With increasing growth of user demand for bandwidths, “fiber taking the place of copper” is an irreversible trend of an access network. Due to advantages of technologies and costs and other factors, fiber access networks are developing rapidly in recent years. Fiber access networks include point-to-point (P2P) optical access networks and passive optical networks (PON). A P2P optical access network is a point-to-point technology, and is formed by an optical line terminal (OLT) at a central office end, an optical network unit (ONU) or an optical network terminal (ONT) at a user side, and a fiber. An optical line terminal is connected to an optical network unit or optical network terminal. A PON technology refers to a point-to-multipoint (P2MP) fiber access technology, and is formed by an OLT at the central office end, an ONU or ONT at the user side, an optical network terminal, and an optical distribution network (ODN). An optical line terminal is connected to one or more optical network units or optical network terminals.
In stages of optical network construction, service distribution, and relevant maintenance, it is necessary to recognize fibers and determine mapping relationships between many optical cables and fibers by effective means, so as to connect and track a corresponding fiber link quickly.
Currently, a fiber recognition system includes a light source device and a fiber recognition instrument. The light source device can transmit a specific signal such as a direct current optical signal, and the fiber recognition instrument provides a fiber slot for bending the fiber, detects a light leakage signal generated by the fiber bend, and determines a received signal frequency. A specific usage process is: An operator at the central office end connects the light source device to a fiber to be recognized, and transmits a specific signal to the fiber for transmission, and at the same time, notifies the transmitted signal to a remote detection staffer. The remote detection staffer connects many fibers the fiber recognition instrument one by one to detect whether any signal is transmitted by the light source device. If the transmitted signal is detected, it indicates that the two persons are operating a same fiber, and therefore, the fiber is recognized.
The prior art has the following defects:
In the detection process, one operator needs to connect the light source device at the central office end to the fiber to be recognized, and at the same time, another operator at a remote end needs to connect the fiber recognition instrument to each fiber to be detected and make a judgment according to optical signals on this fiber. Through collaboration between the two persons, the fiber is tracked and located. Once a fiber is identified, the persons at both ends need to switch simultaneously to continue to identify other fibers. However, the length of a physical link of an optical network is up to 20 km, which brings certain difficulties for collaboration between the two operators.
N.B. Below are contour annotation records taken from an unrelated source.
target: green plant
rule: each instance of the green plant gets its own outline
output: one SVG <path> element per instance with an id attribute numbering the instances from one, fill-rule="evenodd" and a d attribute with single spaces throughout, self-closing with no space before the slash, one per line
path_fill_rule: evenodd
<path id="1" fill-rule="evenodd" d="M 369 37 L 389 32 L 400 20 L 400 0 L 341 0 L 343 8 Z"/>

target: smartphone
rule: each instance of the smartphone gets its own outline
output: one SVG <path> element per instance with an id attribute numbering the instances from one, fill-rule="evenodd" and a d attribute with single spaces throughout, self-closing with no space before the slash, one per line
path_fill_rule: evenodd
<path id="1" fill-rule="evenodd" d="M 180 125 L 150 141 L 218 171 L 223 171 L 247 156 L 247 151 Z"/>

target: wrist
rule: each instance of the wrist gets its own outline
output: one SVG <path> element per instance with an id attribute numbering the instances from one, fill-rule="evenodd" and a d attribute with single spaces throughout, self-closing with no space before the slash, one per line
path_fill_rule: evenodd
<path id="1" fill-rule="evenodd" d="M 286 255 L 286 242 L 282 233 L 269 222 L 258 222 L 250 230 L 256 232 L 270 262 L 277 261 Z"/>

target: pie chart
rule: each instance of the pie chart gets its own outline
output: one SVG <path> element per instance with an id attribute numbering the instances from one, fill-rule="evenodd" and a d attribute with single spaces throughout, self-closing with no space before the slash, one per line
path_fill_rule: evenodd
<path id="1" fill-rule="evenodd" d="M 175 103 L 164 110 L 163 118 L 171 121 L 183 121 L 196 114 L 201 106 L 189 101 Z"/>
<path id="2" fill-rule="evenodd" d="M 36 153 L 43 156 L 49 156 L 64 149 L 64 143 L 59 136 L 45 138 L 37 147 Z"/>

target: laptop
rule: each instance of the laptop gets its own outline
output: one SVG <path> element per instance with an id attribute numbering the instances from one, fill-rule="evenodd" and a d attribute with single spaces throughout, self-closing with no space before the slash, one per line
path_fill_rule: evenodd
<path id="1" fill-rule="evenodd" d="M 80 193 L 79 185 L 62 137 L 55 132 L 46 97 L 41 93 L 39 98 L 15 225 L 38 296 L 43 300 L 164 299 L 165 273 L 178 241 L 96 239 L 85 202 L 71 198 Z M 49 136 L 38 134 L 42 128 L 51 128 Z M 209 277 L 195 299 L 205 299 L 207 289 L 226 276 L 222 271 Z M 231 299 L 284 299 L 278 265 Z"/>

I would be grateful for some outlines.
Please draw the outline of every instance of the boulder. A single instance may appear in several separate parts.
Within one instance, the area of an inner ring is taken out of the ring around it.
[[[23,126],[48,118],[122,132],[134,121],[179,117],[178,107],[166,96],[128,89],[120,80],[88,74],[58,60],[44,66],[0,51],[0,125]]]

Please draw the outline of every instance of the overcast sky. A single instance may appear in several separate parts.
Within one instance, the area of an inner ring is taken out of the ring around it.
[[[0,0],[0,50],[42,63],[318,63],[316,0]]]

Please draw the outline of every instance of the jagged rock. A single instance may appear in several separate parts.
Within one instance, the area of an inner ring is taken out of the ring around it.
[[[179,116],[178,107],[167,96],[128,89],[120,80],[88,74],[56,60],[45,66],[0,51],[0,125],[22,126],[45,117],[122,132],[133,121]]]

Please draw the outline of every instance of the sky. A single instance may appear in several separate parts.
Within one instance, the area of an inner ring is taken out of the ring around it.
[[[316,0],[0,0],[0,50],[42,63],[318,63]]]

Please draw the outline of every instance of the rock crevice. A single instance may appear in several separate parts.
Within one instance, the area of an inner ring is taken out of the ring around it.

Misjudgment tends to occur, and the labor cost is huge.
When a new ONU user is added to a distributed network and it is necessary to check whether the fiber of the ONU is connected to a correct OLT port, the operator at the central office end needs to unplug the fiber connected to the corresponding OLT port and connect it to the light source device, which tends to get an existing user offline and cause service interruption.
The light source device in the system is independent of the OLT device, and generally only transmits specific signals such as direct current optical signals, and cannot carry information about the OLT port connected to the fiber, and therefore, the information about the OLT port connected to the fiber link cannot be known. In addition, the independent light source device also increases costs.